Now, two significant developments--one from economics and the other from science. (No, economics is NOT a science!)
In the world of economics, in this Great Recession, it turns out that males have been losing jobs, and finding it difficult to get employed again, than what has been the female experience thus far. So much so that apparently one economist has termed this the "mancession"--"a recession that hurts men much more than women, and we are allegedly in the worst mancession in recent history"
The huge loss in manufacturing has a significant gender implication.
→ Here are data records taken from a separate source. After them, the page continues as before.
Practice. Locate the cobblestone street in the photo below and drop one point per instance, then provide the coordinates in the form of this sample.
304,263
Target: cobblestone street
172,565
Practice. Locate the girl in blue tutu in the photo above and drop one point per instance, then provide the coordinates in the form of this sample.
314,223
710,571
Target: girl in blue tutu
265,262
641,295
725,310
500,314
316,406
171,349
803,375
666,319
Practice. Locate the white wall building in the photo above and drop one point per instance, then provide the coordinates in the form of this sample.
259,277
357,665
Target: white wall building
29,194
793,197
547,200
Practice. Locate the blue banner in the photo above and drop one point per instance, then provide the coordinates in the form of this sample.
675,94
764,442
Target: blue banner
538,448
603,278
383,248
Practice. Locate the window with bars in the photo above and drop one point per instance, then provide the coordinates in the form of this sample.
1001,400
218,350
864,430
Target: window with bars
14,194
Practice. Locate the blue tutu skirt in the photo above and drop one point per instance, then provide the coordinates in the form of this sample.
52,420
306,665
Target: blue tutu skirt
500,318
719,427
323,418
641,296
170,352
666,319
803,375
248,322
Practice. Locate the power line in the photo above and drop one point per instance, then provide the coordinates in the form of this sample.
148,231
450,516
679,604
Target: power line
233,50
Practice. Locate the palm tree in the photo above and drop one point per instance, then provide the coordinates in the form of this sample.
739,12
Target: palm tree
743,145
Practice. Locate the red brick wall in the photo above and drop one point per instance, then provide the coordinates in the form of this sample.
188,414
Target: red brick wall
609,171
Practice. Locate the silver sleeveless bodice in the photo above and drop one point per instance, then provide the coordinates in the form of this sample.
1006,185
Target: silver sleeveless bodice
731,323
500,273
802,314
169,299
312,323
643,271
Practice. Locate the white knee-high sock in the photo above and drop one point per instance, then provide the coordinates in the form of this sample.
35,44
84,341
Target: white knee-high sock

On the other hand, services like teaching holding steady to a large extent has kinds of gender implication.
Amidst this kind of an update from economists, comes a completely surprising, though not that unexpected, news from the world of medicine--reports, which are yet to be confirmed through independent studies, that scientists have been able to create human sperm without any help from a male! To which the BBC has assembled a bunch of funny and serious responses; here is my favorite:
So, if unemployed men had so far been lining up to donate at sperm banks, the prospects are getting dimmer, eh!The Daily Telegraph's Rowan Pelling says men are redundant but worth keeping for menial tasks.
"Yet I feel compelled - and not just as the mother of two small boys - to make a spirited defence of the weaker sex. Where would I be without my husband to read 80 pages of a car manual, in French, to find out how the back windscreen-wiper works? Who would tug the dried lumps of excrement from our cat's backside? Who would explain the rules of cricket to an American? Who would clear a blocked drain of unspeakable clotted matter? Who would take hours to demonstrate the dreadnought manoeuvres at the Battle of Jutland, armed only with salt cellars and jam jars? Without men, there would be no one to read Joseph Conrad or Norman Mailer, to remove spiders from the bath, or (important one, this) to tell women they're pretty."